Feature Types and Settings

The OpenStreetMap enrichment supports the following feature types:

  1. Water Bodies: Rivers, lakes, reservoirs, etc.

    • min_area: Minimum area in square meters (default: 10000)
    • top_n: Number of largest water bodies to track individually (default: 5)
  2. Transportation: Major roads, railways, etc.

    • min_length: Minimum length in meters (default: 1000)
    • top_n: Number of longest transportation routes to track individually (default: 5)
  3. Educational Institutions: Universities, colleges, etc.

    • min_area: Minimum area in square meters (default: 1000)
    • top_n: Number of largest institutions to track individually (default: 5)
  4. Parks: Public parks, gardens, playgrounds, etc.
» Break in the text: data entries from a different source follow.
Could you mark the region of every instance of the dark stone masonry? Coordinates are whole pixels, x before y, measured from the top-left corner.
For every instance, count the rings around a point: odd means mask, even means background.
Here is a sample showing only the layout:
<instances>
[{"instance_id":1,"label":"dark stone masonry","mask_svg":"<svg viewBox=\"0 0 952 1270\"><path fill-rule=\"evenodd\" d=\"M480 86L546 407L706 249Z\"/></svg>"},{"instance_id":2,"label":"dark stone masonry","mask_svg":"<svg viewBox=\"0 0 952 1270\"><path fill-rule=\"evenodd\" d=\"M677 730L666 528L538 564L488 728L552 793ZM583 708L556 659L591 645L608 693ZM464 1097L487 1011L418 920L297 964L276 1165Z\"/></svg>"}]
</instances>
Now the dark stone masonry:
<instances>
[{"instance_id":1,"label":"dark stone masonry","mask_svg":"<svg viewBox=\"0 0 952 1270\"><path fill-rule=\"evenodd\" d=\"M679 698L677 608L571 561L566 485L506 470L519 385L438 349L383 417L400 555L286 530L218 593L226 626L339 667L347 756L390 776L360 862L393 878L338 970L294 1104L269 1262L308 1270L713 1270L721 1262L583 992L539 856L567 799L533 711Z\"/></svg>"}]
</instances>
    • min_area: Minimum area in square meters (default: 2000)
    • top_n: Number of largest parks to track individually (default: 5)
  5. Golf Courses: Golf courses and related facilities

    • min_area: Minimum area in square meters (default: 10000)
    • top_n: Number of largest golf courses to track individually (default: 3)

Distance Calculations

For each feature type, the enrichment calculates:

  1. Aggregate distances: Distance to the nearest feature of that type

    • Output variable: dist_to_[feature_type]_any (in meters)
  2. Individual distances: Distance to each of the top N largest features

    • Output variable: dist_to_[feature_type]_[feature_name] (in meters)
    • Example: dist_to_parks_central_park

Configuration Options

  • enabled: Set to true to enable OpenStreetMap enrichment
  • min_area/min_length: Filter out features smaller than this threshold
  • top_n: Number of largest features to track individually
  • sort_by: Property to use for sorting features (area or length)
  • max_distance: Maximum distance to calculate (in meters)
  • unit: Unit of measurement for distances (m for meters)

The OpenStreetMap enrichment will automatically join geographic feature data to your parcels using spatial joins, adding distance-based features to your dataset.